Looking ahead, Fermanich said, “One of our hopes is to target educators, create a workshop for educators, so that people teaching environmental science in high school or at our level here, in college, could use it.”
Fermanich and others on his team represent many disciplines of science but not so much the computer science field. Having said that, they do know a basic truth about the existing models: They rely on a massive amount of data and require a tremendous amount of bytes to operate.
“The bulk, the hugeness of the previous linked models and getting them to a computer and making them run, that has to be improved upon,” Zorn observed.
Fermanich expands on that comment. “A really major piece of this project is to translate the complexity of all of these models and model outputs into something that’s more useable to decision makers, stakeholders and conservation people.”
Once that complexity is reduced, the material will be shared at workshops, webinars and presentations, which will also—importantly—make room for two-way information sharing. Zorn and Fermanich stressed that it is critical to offer management scenarios relevant to stakeholders in an ongoing process, allowing for modification reflecting on-the-ground practices, such as reduced agricultural tillage or an expanded perennial landscape.

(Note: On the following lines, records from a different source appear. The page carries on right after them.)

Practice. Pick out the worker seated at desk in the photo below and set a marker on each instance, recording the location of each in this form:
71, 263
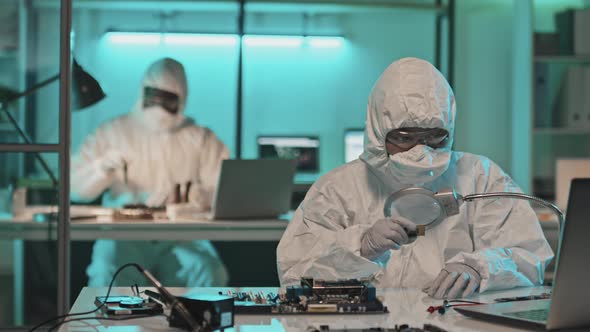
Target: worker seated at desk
339, 230
141, 158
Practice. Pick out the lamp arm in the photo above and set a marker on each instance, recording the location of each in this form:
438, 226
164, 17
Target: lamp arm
21, 133
556, 210
32, 89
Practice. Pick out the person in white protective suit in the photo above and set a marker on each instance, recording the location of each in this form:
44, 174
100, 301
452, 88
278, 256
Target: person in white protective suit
140, 158
339, 230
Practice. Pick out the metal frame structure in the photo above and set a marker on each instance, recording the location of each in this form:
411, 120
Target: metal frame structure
62, 148
443, 11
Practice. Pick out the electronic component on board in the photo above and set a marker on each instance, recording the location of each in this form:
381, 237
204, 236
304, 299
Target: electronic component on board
351, 296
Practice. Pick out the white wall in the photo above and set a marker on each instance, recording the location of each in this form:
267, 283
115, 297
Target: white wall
483, 78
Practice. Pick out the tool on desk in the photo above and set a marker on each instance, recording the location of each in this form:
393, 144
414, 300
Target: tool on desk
542, 296
127, 305
52, 217
347, 297
567, 307
397, 328
442, 309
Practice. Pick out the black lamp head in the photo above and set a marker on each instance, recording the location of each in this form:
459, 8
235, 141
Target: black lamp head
85, 89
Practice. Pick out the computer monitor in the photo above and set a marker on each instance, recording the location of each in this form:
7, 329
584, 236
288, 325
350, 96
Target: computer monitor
304, 149
353, 144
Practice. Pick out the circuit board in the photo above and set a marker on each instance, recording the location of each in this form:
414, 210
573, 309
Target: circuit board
313, 297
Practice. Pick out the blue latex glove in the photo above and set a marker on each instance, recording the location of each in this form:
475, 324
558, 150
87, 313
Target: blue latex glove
384, 235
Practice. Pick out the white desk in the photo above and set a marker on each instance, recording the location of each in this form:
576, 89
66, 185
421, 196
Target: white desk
183, 229
406, 306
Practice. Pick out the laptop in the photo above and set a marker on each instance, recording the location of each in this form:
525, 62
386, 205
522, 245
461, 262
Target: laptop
568, 306
258, 188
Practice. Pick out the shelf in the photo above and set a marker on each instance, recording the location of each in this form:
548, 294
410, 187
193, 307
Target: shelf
8, 54
4, 127
562, 131
562, 58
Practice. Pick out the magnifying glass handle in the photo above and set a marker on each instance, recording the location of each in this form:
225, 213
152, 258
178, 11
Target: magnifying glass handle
420, 231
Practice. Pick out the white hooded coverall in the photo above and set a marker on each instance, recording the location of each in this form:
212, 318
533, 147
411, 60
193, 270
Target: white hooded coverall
501, 239
160, 150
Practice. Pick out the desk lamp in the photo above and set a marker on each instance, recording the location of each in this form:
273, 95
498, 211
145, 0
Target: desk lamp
434, 207
85, 92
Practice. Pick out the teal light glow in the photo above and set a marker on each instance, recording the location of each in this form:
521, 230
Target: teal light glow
272, 41
138, 38
325, 42
193, 39
154, 38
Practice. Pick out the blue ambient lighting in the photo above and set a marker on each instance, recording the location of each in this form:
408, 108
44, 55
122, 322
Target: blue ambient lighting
154, 38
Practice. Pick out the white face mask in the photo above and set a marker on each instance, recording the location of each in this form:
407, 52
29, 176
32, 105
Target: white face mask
420, 164
157, 119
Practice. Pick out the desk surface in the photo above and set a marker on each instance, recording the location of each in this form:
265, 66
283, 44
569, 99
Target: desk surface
181, 229
406, 306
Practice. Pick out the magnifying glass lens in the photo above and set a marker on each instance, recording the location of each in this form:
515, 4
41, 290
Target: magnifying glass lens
418, 208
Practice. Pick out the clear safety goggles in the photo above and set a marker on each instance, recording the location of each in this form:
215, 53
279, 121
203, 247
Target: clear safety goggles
406, 138
157, 97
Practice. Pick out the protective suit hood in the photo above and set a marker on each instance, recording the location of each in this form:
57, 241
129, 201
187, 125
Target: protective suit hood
410, 93
165, 74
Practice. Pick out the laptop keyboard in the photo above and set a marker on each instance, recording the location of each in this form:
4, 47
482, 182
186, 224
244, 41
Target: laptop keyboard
539, 315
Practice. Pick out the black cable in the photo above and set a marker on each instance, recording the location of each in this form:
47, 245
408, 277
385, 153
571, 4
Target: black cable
98, 307
101, 318
464, 301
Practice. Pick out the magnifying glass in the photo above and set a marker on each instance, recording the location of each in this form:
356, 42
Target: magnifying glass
426, 208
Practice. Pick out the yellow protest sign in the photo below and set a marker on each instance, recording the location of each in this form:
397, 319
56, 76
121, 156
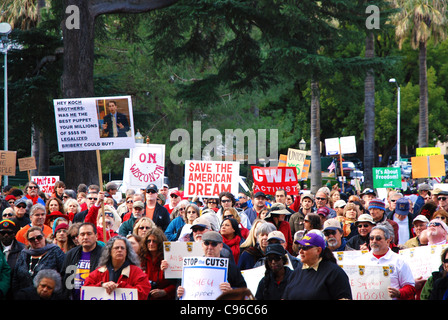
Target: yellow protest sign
420, 152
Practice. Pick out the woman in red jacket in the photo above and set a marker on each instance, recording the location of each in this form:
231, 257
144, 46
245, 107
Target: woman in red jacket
151, 256
118, 268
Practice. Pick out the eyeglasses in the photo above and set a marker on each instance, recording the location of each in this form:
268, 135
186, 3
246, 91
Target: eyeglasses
434, 224
38, 238
273, 257
363, 225
210, 243
329, 233
306, 248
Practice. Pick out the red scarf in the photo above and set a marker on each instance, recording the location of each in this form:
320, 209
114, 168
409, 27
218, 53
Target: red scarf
234, 245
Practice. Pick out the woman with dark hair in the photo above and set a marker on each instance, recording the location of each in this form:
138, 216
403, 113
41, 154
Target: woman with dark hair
320, 278
151, 256
119, 268
273, 284
231, 234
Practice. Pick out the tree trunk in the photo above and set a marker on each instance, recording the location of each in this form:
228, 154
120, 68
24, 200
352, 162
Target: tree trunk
423, 131
77, 78
316, 173
369, 116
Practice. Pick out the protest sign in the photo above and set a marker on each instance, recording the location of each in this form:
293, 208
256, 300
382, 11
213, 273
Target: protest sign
296, 158
99, 293
348, 257
45, 183
388, 177
84, 124
423, 260
368, 282
420, 152
271, 179
201, 277
174, 252
26, 164
146, 165
428, 166
342, 145
210, 178
8, 163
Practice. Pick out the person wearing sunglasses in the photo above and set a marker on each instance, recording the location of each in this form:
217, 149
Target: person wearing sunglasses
273, 284
402, 283
32, 193
151, 256
212, 244
361, 241
21, 210
39, 256
320, 278
159, 214
436, 286
420, 224
37, 217
10, 247
437, 232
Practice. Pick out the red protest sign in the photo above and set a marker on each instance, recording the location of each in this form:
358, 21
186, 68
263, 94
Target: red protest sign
271, 179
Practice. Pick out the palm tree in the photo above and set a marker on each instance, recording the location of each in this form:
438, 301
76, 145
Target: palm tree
421, 20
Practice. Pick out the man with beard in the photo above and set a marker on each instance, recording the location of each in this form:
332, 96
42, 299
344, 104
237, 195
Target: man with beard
402, 283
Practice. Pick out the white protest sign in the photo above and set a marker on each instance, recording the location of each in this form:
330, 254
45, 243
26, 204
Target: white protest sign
45, 183
146, 165
368, 282
99, 293
201, 277
253, 277
84, 124
423, 260
347, 145
174, 252
210, 178
348, 257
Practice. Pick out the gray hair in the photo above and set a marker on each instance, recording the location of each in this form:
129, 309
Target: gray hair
36, 207
130, 253
265, 228
49, 274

Beyond the already extensive list of stakeholders who could directly use the models, it’s almost certain this work will resonate with average folks touched by projects such as the $7 million Bay Beach restoration in the city of Green Bay. There are plans for a new nearly 3-mile beach, beach house and boardwalk. A fishing pier will stretch into the water by 450 feet, bringing anglers that much closer to prized yellow perch and other desirable catches.
Water-quality issues have plagued this area since the 1940s and despite recent improvements, there is little to no public access to the bay. Thanks to modeling, ongoing restoration can be informed by different scenarios and projections.
You don’t have to be soothsayer to foresee this could lead to many happy people.